Russian language in R

4 messages · lyolya, Lyolya, Duncan Murdoch

#
Hello, 

I am experiencing a problem in reading a database in Russian. The problem
appears when it comes to char variables. I have already tried changing the
encoding, i.e.

options(encoding="UTF-8")

and

options(encoding="KOI8-R")

but every time there appear to be something unreadable in the data frame,
like \x82\xa2\xae\xef etc. 

Could you please answer whether it is possible to operate with Russian
strings in R, and, if yes, how to get to do that.
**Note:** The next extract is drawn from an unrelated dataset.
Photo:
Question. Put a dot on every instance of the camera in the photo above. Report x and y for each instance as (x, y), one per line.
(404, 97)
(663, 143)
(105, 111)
Thank you, in advance. 

Olga.   

--
View this message in context: http://r.789695.n4.nabble.com/Russian-language-in-R-tp3521206p3521206.html
Sent from the R help mailing list archive at Nabble.com.
#
On 13/05/2011 4:57 PM, lyolya wrote:
Yes, it is possible.  You can test it using a text editor that supports 
Russian.  Just put

x <- " some Russian text "

into the file, the use source() to read the filename.  Two things are 
likely outcomes:

x will be defined to be a string holding Russian text, and it will 
display properly.

OR

it will be defined to be a string with lots of escapes or mis-displayed 
characters in it.  In the latter case, the problem is that R is assuming 
a different encoding than your text editor.  The l10n_info() will 
display information about what R is expecting.

If none of the above helps you to get your code working, then you'll 
have to give details on exactly what you're doing to read the file, and 
exactly what is in the file.

Duncan Murdoch
2 days later
#
On 16/05/2011 8:33 AM, Lyolya wrote:
I'm not familiar with Russian encodings.  If you know what encoding is 
in the file, you may be able to use iconv() to convert it to UTF-8, 
which the l10n_info function says is native to your system.   To 
simplify things, use

read.dbf( "MSL_1010.dbf", as.is = TRUE)

so that you don't have to worry about factors and factor names.  Then try

iconv(x, from="KOI8-R", to="UTF-8")

where x is one of the character vectors with bad characters.  If that 
doesn't work, try a different possible encoding (e.g. cp1251).

Duncan Murdoch